Stenberg also is counting on the financial support of outside conservative groups such as Club for Growth and the Senate Conservatives Fund.
State Sen. Deb Fischer of Valentine reported raising $61,000, with $186,000 cash on-hand. Fischer campaign manager Aaron Trost said 92 percent of her donors were from Nebraska.
“Senator Fischer is very proud that she is raising her campaign contributions from within Nebraska,” Trost said. “While her career politician opponents are focused on raising out-of-state money from special interest groups, Deb Fischer is running a clean campaign that is focused on Nebraska.”
The candidates are seeking to replace Sen. Ben Nelson, D-Neb., who is retiring.

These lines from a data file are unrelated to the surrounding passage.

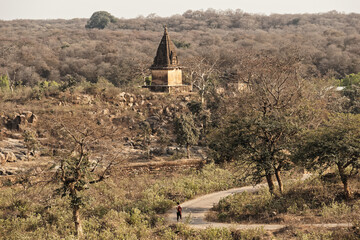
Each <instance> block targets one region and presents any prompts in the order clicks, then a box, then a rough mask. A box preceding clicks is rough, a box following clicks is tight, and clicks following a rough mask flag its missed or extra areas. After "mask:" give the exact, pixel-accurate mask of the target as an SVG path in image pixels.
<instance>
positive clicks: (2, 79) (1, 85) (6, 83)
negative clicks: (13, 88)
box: [0, 75, 10, 90]
mask: <svg viewBox="0 0 360 240" xmlns="http://www.w3.org/2000/svg"><path fill="white" fill-rule="evenodd" d="M0 89H2V90H9V89H10V81H9V78H8V77H7V75H1V76H0Z"/></svg>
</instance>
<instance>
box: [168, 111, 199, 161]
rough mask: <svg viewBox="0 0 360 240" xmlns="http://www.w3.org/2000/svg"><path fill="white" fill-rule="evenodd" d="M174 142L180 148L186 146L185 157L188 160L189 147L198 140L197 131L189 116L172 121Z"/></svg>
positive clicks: (179, 118)
mask: <svg viewBox="0 0 360 240" xmlns="http://www.w3.org/2000/svg"><path fill="white" fill-rule="evenodd" d="M174 127H175V128H174V131H175V134H176V142H177V143H178V144H179V145H180V146H186V152H187V157H188V158H190V146H192V145H195V144H196V143H197V142H198V140H199V131H198V129H197V127H196V125H195V122H194V119H193V118H192V116H191V115H189V114H186V115H181V116H180V117H177V118H176V119H175V121H174Z"/></svg>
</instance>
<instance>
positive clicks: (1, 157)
mask: <svg viewBox="0 0 360 240" xmlns="http://www.w3.org/2000/svg"><path fill="white" fill-rule="evenodd" d="M5 162H6V157H5V154H3V153H1V152H0V164H3V163H5Z"/></svg>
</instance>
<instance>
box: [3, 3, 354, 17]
mask: <svg viewBox="0 0 360 240" xmlns="http://www.w3.org/2000/svg"><path fill="white" fill-rule="evenodd" d="M208 8H213V9H217V10H220V9H221V10H226V9H241V10H243V11H244V12H248V13H262V14H271V13H319V12H328V11H331V10H336V11H338V12H345V13H351V12H355V13H360V0H173V1H171V0H126V1H125V0H0V19H2V20H11V19H57V18H64V19H71V18H89V17H90V16H91V14H92V13H93V12H96V11H100V10H103V11H108V12H109V13H111V14H112V15H114V16H115V17H118V18H133V17H137V16H139V15H143V16H147V15H149V14H150V13H156V14H157V15H159V16H162V17H165V16H171V15H174V14H182V13H183V12H185V11H186V10H189V9H191V10H198V9H204V10H206V9H208Z"/></svg>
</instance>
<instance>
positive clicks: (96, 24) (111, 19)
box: [85, 11, 116, 29]
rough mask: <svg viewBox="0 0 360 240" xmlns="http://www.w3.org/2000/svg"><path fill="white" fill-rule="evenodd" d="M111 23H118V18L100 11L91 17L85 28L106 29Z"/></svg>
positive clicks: (94, 12) (97, 12) (107, 12)
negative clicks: (116, 18)
mask: <svg viewBox="0 0 360 240" xmlns="http://www.w3.org/2000/svg"><path fill="white" fill-rule="evenodd" d="M110 22H111V23H114V22H116V18H115V17H114V16H112V15H111V14H110V13H108V12H106V11H98V12H94V13H93V15H91V17H90V19H89V21H88V22H87V24H86V25H85V28H98V29H104V28H105V27H106V26H107V25H108V24H109V23H110Z"/></svg>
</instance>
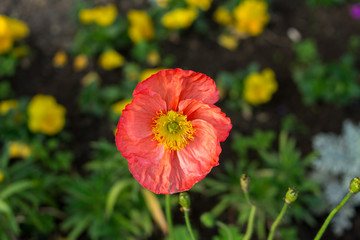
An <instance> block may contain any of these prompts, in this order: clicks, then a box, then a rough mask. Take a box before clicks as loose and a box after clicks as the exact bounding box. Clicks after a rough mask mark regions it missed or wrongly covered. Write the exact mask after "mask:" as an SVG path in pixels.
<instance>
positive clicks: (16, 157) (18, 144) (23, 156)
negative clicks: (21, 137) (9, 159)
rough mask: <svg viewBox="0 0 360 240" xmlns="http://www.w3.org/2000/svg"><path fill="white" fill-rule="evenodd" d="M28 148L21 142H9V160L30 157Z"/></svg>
mask: <svg viewBox="0 0 360 240" xmlns="http://www.w3.org/2000/svg"><path fill="white" fill-rule="evenodd" d="M30 153H31V150H30V147H29V146H28V145H26V144H23V143H21V142H10V147H9V156H10V158H26V157H28V156H29V155H30Z"/></svg>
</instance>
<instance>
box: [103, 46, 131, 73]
mask: <svg viewBox="0 0 360 240" xmlns="http://www.w3.org/2000/svg"><path fill="white" fill-rule="evenodd" d="M124 62H125V59H124V57H123V56H122V55H121V54H120V53H118V52H117V51H115V50H108V51H106V52H104V53H102V54H101V55H100V57H99V64H100V66H101V67H102V68H103V69H105V70H112V69H115V68H118V67H121V66H122V65H123V64H124Z"/></svg>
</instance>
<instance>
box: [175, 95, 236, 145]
mask: <svg viewBox="0 0 360 240" xmlns="http://www.w3.org/2000/svg"><path fill="white" fill-rule="evenodd" d="M179 111H180V112H183V114H185V115H186V116H187V119H188V120H190V121H192V120H195V119H202V120H205V121H206V122H208V123H210V124H211V125H213V127H214V128H215V129H216V130H217V136H218V138H219V141H220V142H223V141H225V139H226V138H227V137H228V136H229V131H230V130H231V128H232V125H231V121H230V118H228V117H225V113H223V112H221V109H220V108H218V107H216V106H215V105H212V104H205V103H202V102H199V101H194V100H191V99H187V100H184V101H181V102H180V103H179Z"/></svg>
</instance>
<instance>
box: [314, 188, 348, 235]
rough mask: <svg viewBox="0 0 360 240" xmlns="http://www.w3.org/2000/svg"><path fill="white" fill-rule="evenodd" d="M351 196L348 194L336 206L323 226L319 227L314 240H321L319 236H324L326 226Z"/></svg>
mask: <svg viewBox="0 0 360 240" xmlns="http://www.w3.org/2000/svg"><path fill="white" fill-rule="evenodd" d="M352 195H353V193H352V192H348V194H347V195H346V196H345V197H344V199H343V200H342V201H341V202H340V203H339V205H337V206H336V208H334V209H333V210H332V211H331V212H330V214H329V216H328V217H327V218H326V219H325V222H324V223H323V225H322V226H321V228H320V230H319V232H318V233H317V234H316V236H315V238H314V240H319V239H320V238H321V236H322V235H323V234H324V232H325V230H326V228H327V226H328V225H329V223H330V221H331V219H332V218H333V217H334V215H335V214H336V213H337V212H338V211H339V210H340V208H341V207H342V206H343V205H344V204H345V203H346V202H347V200H349V198H350V197H351V196H352Z"/></svg>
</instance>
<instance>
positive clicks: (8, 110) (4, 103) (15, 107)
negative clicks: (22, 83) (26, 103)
mask: <svg viewBox="0 0 360 240" xmlns="http://www.w3.org/2000/svg"><path fill="white" fill-rule="evenodd" d="M18 107H19V103H18V101H17V100H5V101H1V102H0V113H1V114H2V115H5V114H7V113H8V112H9V111H10V110H12V109H16V108H18Z"/></svg>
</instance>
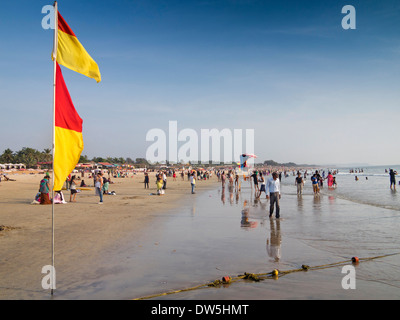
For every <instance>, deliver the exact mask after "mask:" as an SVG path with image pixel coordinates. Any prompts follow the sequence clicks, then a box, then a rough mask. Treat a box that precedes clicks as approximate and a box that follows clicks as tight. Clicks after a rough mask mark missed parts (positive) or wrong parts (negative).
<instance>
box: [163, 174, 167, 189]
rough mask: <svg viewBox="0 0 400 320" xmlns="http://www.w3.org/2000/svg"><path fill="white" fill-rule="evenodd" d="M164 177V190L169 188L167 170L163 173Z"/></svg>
mask: <svg viewBox="0 0 400 320" xmlns="http://www.w3.org/2000/svg"><path fill="white" fill-rule="evenodd" d="M162 178H163V190H165V189H167V175H166V174H165V171H163V173H162Z"/></svg>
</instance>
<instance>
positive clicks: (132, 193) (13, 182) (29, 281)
mask: <svg viewBox="0 0 400 320" xmlns="http://www.w3.org/2000/svg"><path fill="white" fill-rule="evenodd" d="M8 177H10V178H12V179H14V180H16V181H4V179H2V182H1V183H0V203H1V214H0V225H3V226H6V229H5V230H3V231H1V232H0V242H1V248H2V254H1V258H0V259H1V264H0V279H1V280H0V288H1V290H0V299H47V298H49V290H43V288H42V286H41V281H42V278H43V277H44V276H45V274H42V273H41V270H42V267H43V266H45V265H51V263H52V258H51V228H52V208H51V207H52V206H51V205H37V204H36V205H34V204H31V202H32V201H33V199H34V197H35V195H36V193H37V190H38V188H39V182H40V180H41V179H42V178H43V174H40V175H39V174H33V175H30V174H14V175H13V174H9V175H8ZM143 180H144V175H143V173H138V174H137V175H135V176H133V178H131V177H129V178H115V179H114V178H113V179H112V181H113V182H114V184H111V185H110V187H109V191H115V193H116V195H115V196H113V195H105V196H104V197H103V198H104V204H103V205H99V204H98V202H99V197H98V196H96V195H95V193H94V188H90V189H91V190H84V191H82V192H81V193H79V194H78V195H77V201H76V202H75V203H70V202H68V203H67V204H55V206H54V207H55V219H54V224H55V266H56V275H57V290H58V289H59V292H69V291H70V290H71V291H73V290H76V288H79V287H81V286H83V287H84V286H85V284H86V283H88V282H90V281H91V280H94V279H96V278H97V277H100V276H102V275H104V274H107V273H110V272H114V271H115V270H118V268H119V265H120V263H119V262H118V261H111V263H110V264H111V265H112V266H110V267H108V266H105V265H99V264H98V261H99V260H100V259H101V258H102V257H104V256H105V255H107V253H114V252H117V251H118V248H119V246H120V244H121V243H120V241H121V239H124V238H126V237H127V236H130V237H133V238H135V237H138V236H139V235H141V234H142V233H143V232H144V230H146V228H149V229H151V226H152V224H153V223H156V220H157V218H159V216H162V215H163V214H167V213H168V212H169V211H170V210H173V209H174V208H177V207H179V206H180V205H181V204H182V202H184V201H185V198H186V197H189V198H190V197H192V196H195V195H192V194H191V193H190V190H191V189H190V182H188V181H187V178H185V181H182V180H181V178H180V177H179V178H177V181H173V179H172V177H171V178H169V179H168V182H167V189H166V194H165V195H162V196H157V195H150V193H155V192H156V187H155V176H154V173H151V174H150V189H144V184H143ZM85 181H86V183H90V182H89V179H85ZM213 183H215V181H213V180H206V181H199V182H198V183H197V186H196V189H197V190H198V191H199V192H201V190H202V189H204V188H205V189H207V188H209V187H211V186H213ZM63 193H64V196H65V199H66V201H69V194H70V192H69V191H65V190H64V191H63ZM154 242H156V241H154ZM137 245H138V246H140V244H137Z"/></svg>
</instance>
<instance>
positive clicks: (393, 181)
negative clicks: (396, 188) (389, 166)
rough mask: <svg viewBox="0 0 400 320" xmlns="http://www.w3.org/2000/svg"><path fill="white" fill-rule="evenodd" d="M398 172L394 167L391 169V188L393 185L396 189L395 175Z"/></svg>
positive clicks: (390, 188)
mask: <svg viewBox="0 0 400 320" xmlns="http://www.w3.org/2000/svg"><path fill="white" fill-rule="evenodd" d="M396 174H397V171H394V170H393V169H389V176H390V189H392V186H393V189H394V190H396V177H395V176H396Z"/></svg>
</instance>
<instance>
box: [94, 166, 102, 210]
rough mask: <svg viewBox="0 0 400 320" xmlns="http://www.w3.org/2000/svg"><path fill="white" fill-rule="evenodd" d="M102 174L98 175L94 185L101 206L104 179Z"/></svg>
mask: <svg viewBox="0 0 400 320" xmlns="http://www.w3.org/2000/svg"><path fill="white" fill-rule="evenodd" d="M102 175H103V174H102V173H101V172H99V173H98V174H97V175H96V180H95V183H94V187H95V188H96V194H97V195H98V196H99V197H100V202H99V204H103V177H102Z"/></svg>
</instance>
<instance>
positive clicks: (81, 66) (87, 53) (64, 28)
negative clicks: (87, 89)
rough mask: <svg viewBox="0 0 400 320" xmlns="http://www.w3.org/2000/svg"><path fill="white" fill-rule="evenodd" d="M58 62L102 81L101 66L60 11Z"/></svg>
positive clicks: (57, 56) (98, 81) (58, 45)
mask: <svg viewBox="0 0 400 320" xmlns="http://www.w3.org/2000/svg"><path fill="white" fill-rule="evenodd" d="M56 60H57V62H58V63H59V64H61V65H63V66H64V67H67V68H69V69H71V70H74V71H76V72H78V73H82V74H83V75H85V76H87V77H89V78H93V79H95V80H96V81H97V82H100V81H101V74H100V70H99V66H98V65H97V63H96V62H95V61H94V60H93V59H92V57H91V56H90V55H89V54H88V53H87V51H86V50H85V48H84V47H83V46H82V44H81V43H80V42H79V40H78V38H77V37H76V35H75V33H74V32H73V31H72V29H71V28H70V27H69V25H68V24H67V23H66V22H65V20H64V18H63V17H62V16H61V14H60V13H59V12H58V48H57V59H56Z"/></svg>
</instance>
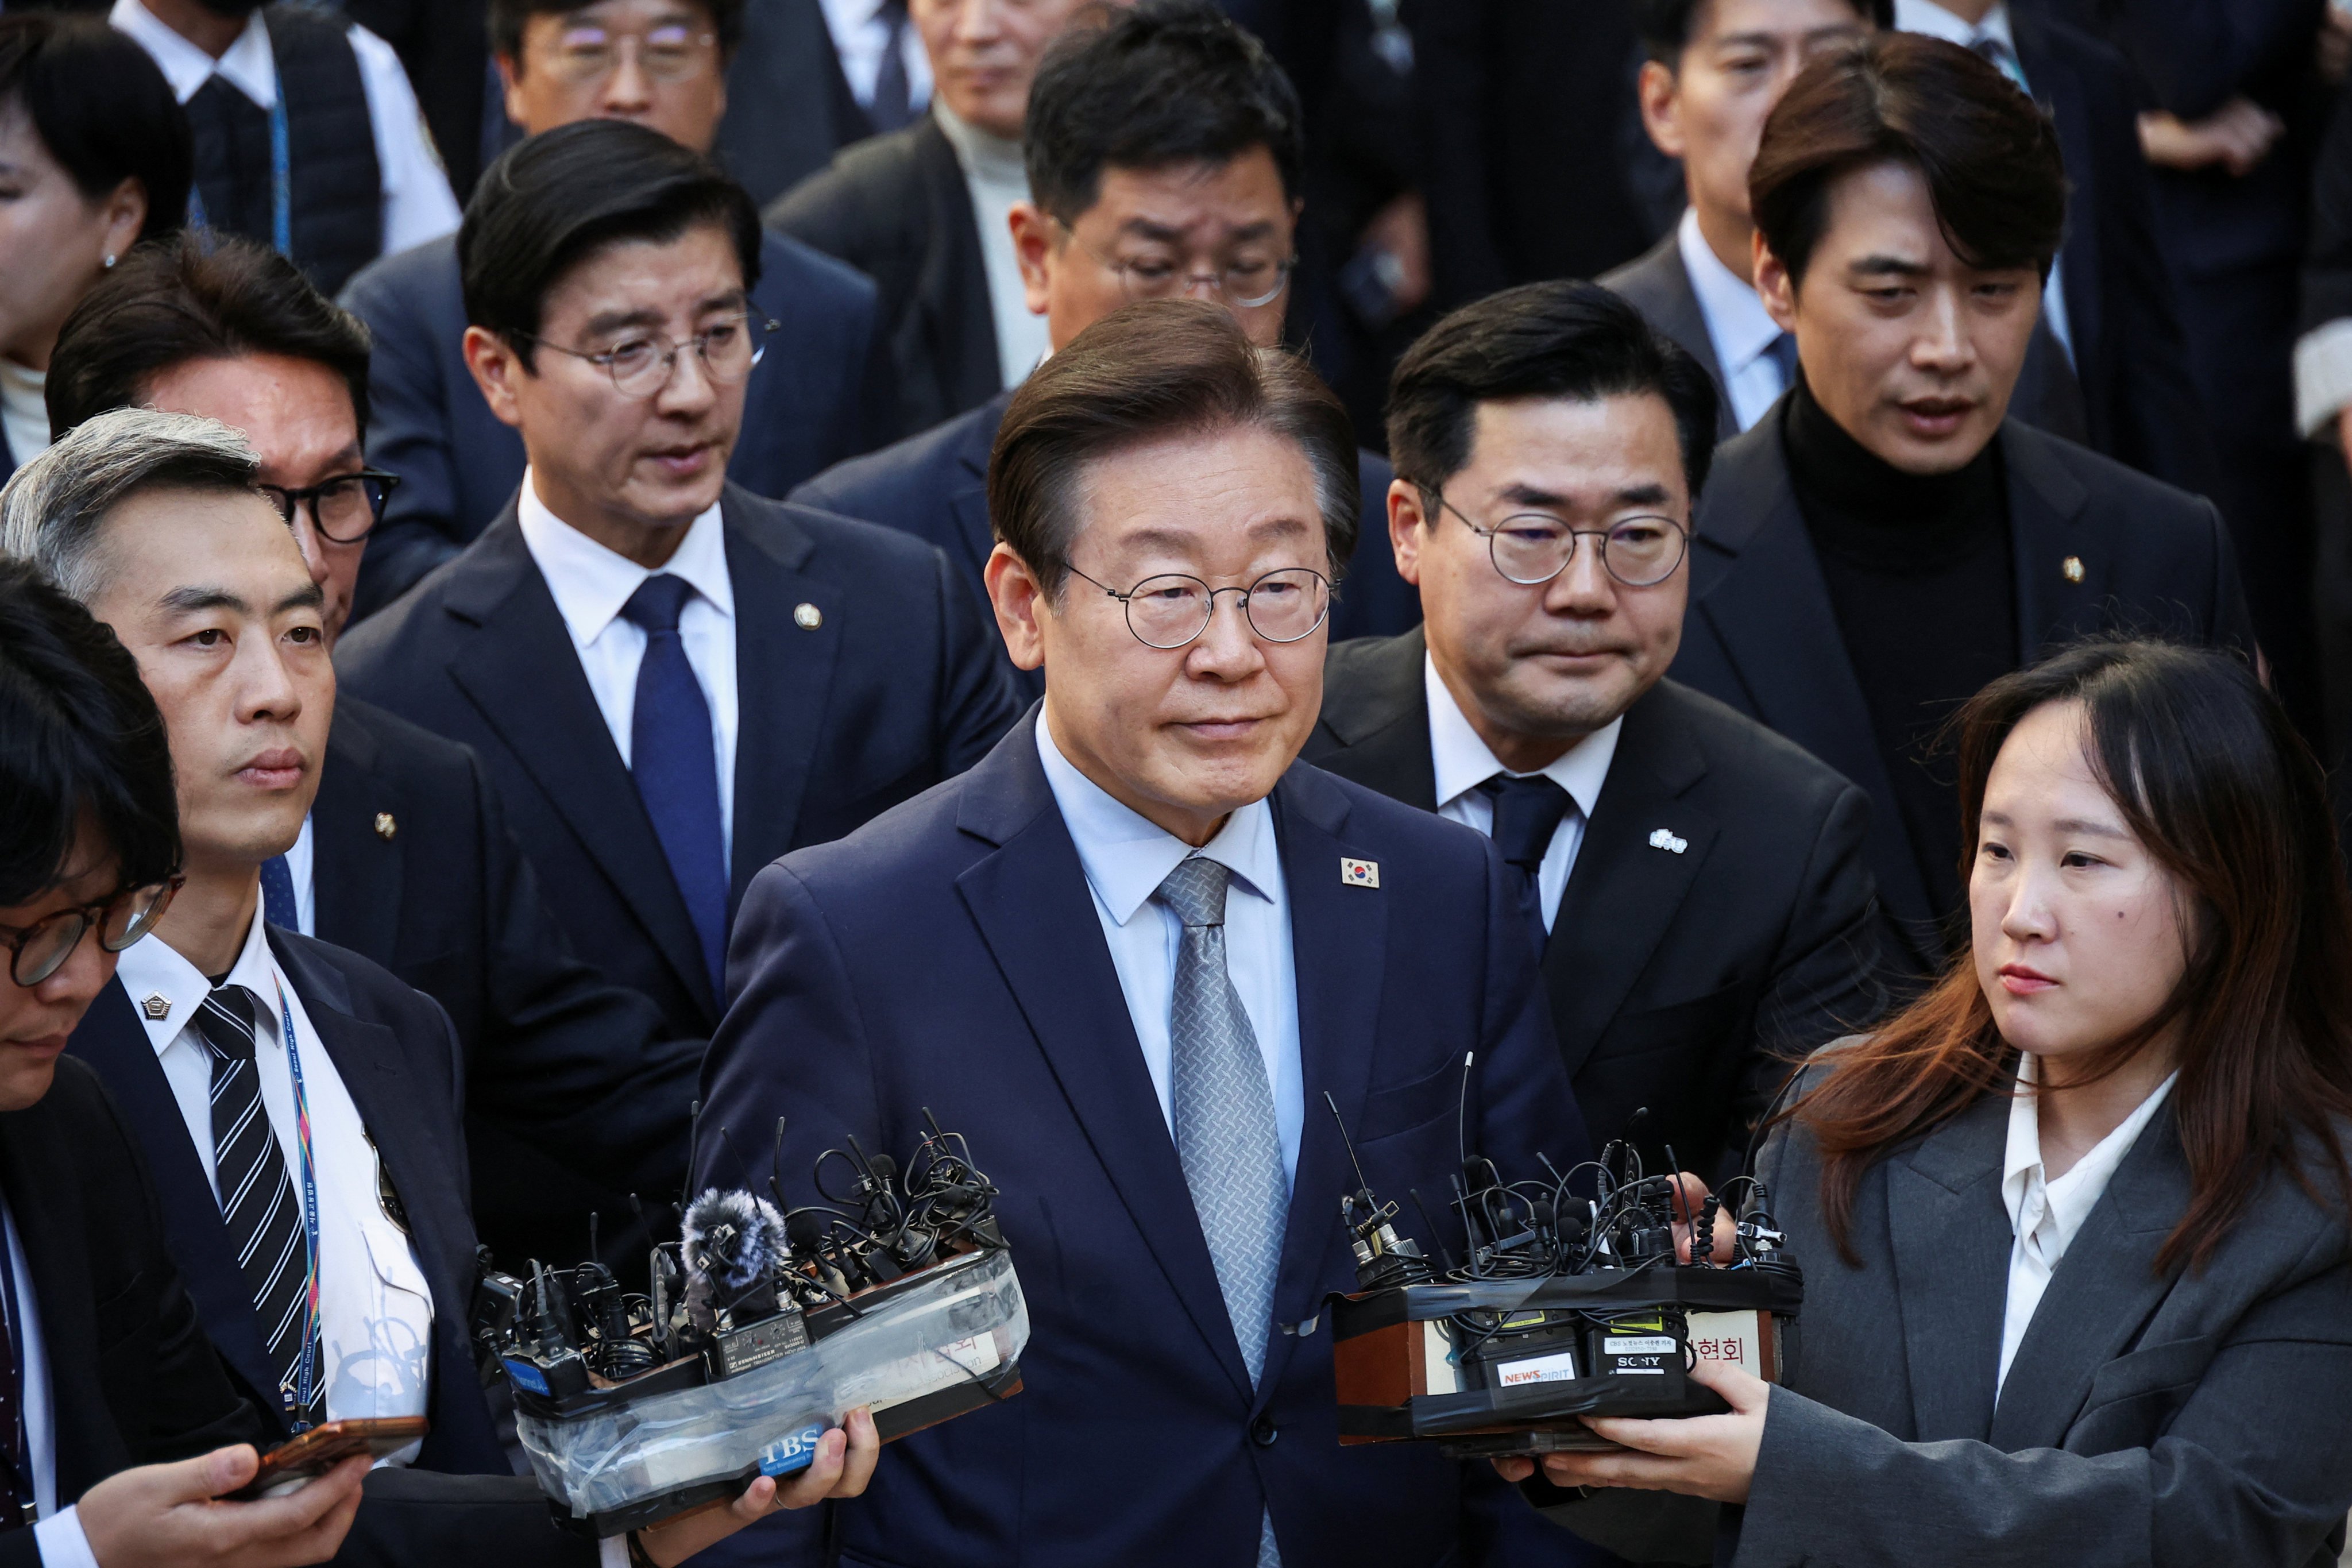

It's important to note that Bruning still has a much larger war chest than Kerrey. And various factors likely aided Kerrey's strong early showing.
He is the only serious contender for the Democratic nomination, while Republican donors may be waiting to commit serious money until their party has chosen its candidate.
Kerrey's background also means he has plenty of wealthy friends in the entertainment industry, financial sector and national political circles that he can tap. He's a former senator, the former head of the Democratic Senatorial Campaign Committee and the former president of the New School in New York City. He's also served on numerous boards and commissions.
The Kerrey campaign said its contributors included 1,600 individuals, with 1,030 Nebraskans, plus 52 party committees and Political Action Committees.
The Democratic Senatorial Campaign Committee gave about $46,000 to Kerrey, but campaign manager Paul Johnson said it was not connected to money returned to the DSCC by Nelson.
“Bob Kerrey is outlining his vision for restoring fiscal sanity, improving our national security and reforming a dysfunctional Congress,” Johnson said. “There is a ‘night and day' difference between Kerrey and our opponents that will become crystal-clear in the general election.”